IC: You investigate to what extent and with what products cocaine has been cut. This comes after a raft of alerts, including from US authorities, about cocaine being cut with fentanyl. Did you find conclusive proof that this cocaine-fentanyl mix is common in the US? Is it trafficker-driven or user-driven?
KH: There is still no evidence suggesting wholesale dealers intentionally mix fentanyl into cocaine. I interviewed a senior member of the Sinaloa Cartel who said mixing fentanyl and cocaine is strictly forbidden, at least in his organization. And it makes sense: Why cut one lucrative drug into another, especially when that combination kills off customers?
What seems to be happening are two things. The first and most common is that users intentionally combine cocaine with fentanyl for a modern-day version of the speedball. Some of the stats that have been cited about so-called fentanyl-laced cocaine only show the posthumous presence of both drugs, which will give a cause of death but not reveal anything about user or dealer intent. When users have a tolerance, mixing cocaine and fentanyl can be desirable. Since fentanyl is a powerful downer, mixing cocaine takes the edge off, so to speak.
The second theory is that street-level US dealers are sloppy during the re-packaging process, using shared surfaces while preparing retail-size baggies of fentanyl and cocaine. That's leading to incidents where cocaine users who aren't expecting fentanyl and have no tolerance for it die from overdoses. Users should be cautious, and the experts we interviewed urged people to use fentanyl test strips, carry naloxone [a medicine used to counter opioid overdoses], and not use alone if possible.
SEE ALSO: The Cocaine Pipeline to Europe
IC: There have been few reports of such mixtures in Europe. Would there be a reason why this is more prevalent in the US?

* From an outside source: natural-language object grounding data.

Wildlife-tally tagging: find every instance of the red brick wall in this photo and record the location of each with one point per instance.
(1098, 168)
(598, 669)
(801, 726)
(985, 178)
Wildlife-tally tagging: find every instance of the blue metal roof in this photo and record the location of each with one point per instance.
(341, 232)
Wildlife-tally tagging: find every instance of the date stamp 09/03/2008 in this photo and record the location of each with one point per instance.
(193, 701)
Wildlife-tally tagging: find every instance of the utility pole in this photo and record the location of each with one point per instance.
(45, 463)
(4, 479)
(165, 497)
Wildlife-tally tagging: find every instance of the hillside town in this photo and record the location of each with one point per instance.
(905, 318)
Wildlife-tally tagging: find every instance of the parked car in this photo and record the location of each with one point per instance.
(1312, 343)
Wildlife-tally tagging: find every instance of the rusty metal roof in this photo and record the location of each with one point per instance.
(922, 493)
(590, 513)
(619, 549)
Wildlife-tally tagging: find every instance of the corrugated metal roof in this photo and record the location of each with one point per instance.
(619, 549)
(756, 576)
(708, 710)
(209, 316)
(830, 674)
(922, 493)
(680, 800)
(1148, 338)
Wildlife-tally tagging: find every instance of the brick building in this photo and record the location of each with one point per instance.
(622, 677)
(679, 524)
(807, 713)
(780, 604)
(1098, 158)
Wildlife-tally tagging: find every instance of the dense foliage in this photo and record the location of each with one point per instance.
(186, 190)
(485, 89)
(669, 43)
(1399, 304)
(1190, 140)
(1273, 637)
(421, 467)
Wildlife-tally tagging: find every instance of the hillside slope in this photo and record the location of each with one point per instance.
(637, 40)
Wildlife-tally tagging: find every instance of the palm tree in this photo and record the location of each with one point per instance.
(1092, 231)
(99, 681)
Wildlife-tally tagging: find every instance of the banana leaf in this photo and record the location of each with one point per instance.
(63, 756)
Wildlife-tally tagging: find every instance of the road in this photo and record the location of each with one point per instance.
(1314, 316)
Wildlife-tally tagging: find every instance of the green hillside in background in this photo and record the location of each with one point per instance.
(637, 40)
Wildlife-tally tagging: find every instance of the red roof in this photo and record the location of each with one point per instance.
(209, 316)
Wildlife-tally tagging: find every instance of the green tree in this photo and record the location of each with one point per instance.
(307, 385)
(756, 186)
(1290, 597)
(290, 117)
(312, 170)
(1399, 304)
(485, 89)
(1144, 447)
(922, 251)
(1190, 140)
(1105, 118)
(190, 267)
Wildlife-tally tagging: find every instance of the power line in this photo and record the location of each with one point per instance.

KH: Europe hasn't been hit with fentanyl to the same extent as the US and Canada, at least not yet. Again, this goes back to where the drugs are coming from and how they reach consumers. Almost everything [synthetic drugs] in the US passes through Mexico, a major hub for fentanyl production using precursors from China. Straight-up heroin has basically disappeared from drug markets in the US -- it's all fentanyl now.
Meanwhile, Europe has more direct cocaine supply lines from South America, and there's a steady supply of heroin from Afghanistan. We'll see what happens in the coming years if the Taliban gets really serious about cracking down on opium poppy farms, but at least for now, Europe has mostly dodged a bullet with fentanyl. I also think Europe's more public health-focused approach to addiction and willingness to embrace harm reduction has helped.
IC: In your piece, a Sinaloa Cartel member speaks of a new trend for flavored cocaine. We haven't heard much about flavored cocaine outside of a brief boom in the late 2000s. Is it back?
KH: He was a comandante for the Sinaloa Cartel, operating in the mountains outside Culiacán. He asked not to say which faction he represents.
Cocaine known as La Lavada has been around for some years in Mexico. Conventional La Lavada is just high-purity cocaine supposedly rinsed of impurities with acetone or other chemicals. They also add artificial fruit flavors like grape, cherry, or peach, supposedly by mixing it with Kool-Aid or some other type of sugary powder. The Americans I've told about this are both intrigued and horrified. One source who tried it said the hangover was absolutely brutal, so maybe that's why it hasn't caught on.